Video-on-demand traffic will almost triple by 2017, and CDNs will deliver almost two thirds of video traffic, according to Yves Padrines, vice-president and general manager, EMEA, Cisco Service Provider Video Technology Group. Taking part in a strategy panel session at ANGA COM, Padrines told attendees that almost a million minutes of video content will be delivered via the internet every minute by 2017.

Padrines said that  the cloud could help video service providers provide services to multiple devices with flexible updates to UIs, allowing them to compete more effectively with OTT players. “This is bringing faster time to market. We can see that cloud efficiency has been proven in the IP domain,” said Padrines. “The cloud is also bringing a lot of new features and adding value.”

Padrines said operators would not be able to switch to a pure cloud-based platform in one step. Service providers would face a range of options about how much to implement in the cloud and how much in the client device, he said.

Padrines also said that he did not believe the deployment of hardware by operators would disappear. “You will still have a box in the home – probably not a traditional set-top box but a box,” he said. “Over time there could be fewer boxes in the home…and this will be done gradually. Each service provider will have to decide what the right balance is. Saying that operators could be completely replaces by a cloud operator is something I doubt.”

Speaking on the same panel, Stefan Jenzowsky,vice-president of communications, media and technology at Siemens Austria, said that the cloud infrastructure could replace the infrastructure of current service providers. “People hate the set-top,” said Jenzowsky. “We believe we can make a virtual product that replaces a traditional telecom delivery system.”

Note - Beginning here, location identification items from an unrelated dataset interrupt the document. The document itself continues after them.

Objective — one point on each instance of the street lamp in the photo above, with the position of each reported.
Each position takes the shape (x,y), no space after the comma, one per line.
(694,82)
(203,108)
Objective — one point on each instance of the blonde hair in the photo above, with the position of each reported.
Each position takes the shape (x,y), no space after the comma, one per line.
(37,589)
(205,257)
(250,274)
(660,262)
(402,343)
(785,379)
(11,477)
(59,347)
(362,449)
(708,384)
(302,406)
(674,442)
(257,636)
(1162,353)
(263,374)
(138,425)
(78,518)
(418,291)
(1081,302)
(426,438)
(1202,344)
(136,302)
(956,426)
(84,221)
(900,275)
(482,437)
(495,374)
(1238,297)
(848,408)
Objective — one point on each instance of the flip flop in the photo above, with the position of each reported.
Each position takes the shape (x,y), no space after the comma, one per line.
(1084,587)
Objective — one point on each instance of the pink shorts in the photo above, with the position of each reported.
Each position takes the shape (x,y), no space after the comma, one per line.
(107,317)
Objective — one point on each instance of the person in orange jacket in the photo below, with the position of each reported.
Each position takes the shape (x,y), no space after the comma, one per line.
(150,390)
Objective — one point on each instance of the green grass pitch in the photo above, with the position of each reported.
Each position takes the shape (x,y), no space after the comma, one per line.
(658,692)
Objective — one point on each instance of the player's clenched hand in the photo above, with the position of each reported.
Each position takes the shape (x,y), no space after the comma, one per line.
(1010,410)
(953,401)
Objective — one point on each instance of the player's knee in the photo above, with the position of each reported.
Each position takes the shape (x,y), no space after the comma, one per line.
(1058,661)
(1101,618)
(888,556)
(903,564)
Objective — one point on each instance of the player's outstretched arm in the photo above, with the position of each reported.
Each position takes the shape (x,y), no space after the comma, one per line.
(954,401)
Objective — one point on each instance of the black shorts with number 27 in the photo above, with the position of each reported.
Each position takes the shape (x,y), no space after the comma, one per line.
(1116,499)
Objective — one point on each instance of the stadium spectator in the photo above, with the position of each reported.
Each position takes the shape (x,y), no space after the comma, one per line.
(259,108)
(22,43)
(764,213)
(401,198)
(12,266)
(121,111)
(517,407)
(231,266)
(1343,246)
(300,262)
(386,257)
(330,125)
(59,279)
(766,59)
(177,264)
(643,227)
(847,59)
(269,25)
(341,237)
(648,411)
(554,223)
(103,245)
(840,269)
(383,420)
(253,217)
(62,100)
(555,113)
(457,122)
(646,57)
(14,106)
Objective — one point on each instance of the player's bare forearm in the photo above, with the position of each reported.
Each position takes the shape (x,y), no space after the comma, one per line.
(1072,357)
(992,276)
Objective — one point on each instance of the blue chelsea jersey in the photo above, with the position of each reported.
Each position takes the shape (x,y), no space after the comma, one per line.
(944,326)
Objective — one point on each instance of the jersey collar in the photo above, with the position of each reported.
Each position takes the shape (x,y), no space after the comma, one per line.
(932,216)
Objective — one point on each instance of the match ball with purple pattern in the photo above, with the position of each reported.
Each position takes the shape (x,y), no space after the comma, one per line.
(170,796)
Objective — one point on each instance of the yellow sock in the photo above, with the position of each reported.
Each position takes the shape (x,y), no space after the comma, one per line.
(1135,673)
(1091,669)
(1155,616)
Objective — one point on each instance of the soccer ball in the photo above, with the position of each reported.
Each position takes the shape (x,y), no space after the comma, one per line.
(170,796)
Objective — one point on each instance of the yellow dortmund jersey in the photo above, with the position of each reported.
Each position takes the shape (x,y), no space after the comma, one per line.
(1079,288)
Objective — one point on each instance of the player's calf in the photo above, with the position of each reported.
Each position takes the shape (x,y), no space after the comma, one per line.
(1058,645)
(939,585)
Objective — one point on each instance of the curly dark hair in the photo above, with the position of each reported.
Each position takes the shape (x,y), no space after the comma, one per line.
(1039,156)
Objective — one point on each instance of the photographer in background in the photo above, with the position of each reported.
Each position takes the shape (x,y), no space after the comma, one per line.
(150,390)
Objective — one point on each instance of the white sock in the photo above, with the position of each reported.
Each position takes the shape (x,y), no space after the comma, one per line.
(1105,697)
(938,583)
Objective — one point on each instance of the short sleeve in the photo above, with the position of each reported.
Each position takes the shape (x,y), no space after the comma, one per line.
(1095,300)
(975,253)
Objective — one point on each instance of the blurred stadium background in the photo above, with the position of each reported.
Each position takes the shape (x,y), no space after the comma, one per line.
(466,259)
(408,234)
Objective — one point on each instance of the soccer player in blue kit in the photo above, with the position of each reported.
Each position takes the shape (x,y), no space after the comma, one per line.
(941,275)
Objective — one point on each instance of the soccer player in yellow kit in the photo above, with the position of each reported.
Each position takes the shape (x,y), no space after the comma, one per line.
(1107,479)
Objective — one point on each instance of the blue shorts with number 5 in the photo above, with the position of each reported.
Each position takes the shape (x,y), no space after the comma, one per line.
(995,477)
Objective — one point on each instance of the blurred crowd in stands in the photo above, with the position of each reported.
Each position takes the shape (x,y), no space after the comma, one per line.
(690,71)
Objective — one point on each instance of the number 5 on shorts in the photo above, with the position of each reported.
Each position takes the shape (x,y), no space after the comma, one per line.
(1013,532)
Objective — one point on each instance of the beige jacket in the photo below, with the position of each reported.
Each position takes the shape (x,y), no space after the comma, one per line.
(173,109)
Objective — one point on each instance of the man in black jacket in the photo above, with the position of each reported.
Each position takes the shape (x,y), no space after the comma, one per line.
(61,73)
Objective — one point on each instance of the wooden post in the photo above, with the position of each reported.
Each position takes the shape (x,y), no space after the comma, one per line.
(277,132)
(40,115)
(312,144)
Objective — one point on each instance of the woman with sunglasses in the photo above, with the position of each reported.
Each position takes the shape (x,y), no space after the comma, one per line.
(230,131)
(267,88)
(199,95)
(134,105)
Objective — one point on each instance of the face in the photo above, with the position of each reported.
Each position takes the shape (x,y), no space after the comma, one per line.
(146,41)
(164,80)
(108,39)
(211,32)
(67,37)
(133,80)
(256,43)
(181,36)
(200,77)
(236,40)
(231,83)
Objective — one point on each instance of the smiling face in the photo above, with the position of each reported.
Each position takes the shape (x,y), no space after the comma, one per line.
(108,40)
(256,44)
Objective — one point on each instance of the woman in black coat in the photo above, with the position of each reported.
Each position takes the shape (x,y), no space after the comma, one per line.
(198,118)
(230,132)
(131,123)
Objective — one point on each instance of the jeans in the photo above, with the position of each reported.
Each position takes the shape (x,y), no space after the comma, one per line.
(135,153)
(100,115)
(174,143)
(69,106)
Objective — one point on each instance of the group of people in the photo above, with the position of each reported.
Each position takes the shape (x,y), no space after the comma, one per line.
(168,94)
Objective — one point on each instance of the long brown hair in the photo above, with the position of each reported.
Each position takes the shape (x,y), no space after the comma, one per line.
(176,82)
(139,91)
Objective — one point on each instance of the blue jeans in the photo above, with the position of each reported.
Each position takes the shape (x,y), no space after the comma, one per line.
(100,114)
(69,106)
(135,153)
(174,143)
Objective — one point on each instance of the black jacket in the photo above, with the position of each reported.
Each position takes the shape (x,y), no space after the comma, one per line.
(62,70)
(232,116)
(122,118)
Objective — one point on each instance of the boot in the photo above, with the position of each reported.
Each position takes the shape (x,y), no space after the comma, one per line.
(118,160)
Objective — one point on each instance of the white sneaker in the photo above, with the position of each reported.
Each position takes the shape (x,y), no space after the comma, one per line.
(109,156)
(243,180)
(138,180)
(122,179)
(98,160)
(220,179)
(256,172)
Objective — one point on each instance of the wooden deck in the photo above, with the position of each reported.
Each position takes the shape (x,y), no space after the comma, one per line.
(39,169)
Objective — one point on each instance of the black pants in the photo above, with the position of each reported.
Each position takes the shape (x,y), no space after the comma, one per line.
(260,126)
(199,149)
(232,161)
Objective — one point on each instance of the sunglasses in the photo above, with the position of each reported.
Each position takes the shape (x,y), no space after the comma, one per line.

Cable operators on the panel took a different view of the future of the set-top or gateway. Peter Deiling, director of strategy, Unitymedia KabelBW, said set-tops still offered a way to deliver services with quality assurance. He said that Liberty Global’s Horizon box was highly valued by users.

Johannes Eckert, vice-president, enterprise development, BSS, Cox Communications, said that customers did not like the look of traditional set-top boxes but, other than that, did not really care if services were delivered from the cloud or from a box. He said the average US household had nine connected devices, and these could only really be managed by a device such as a gateway.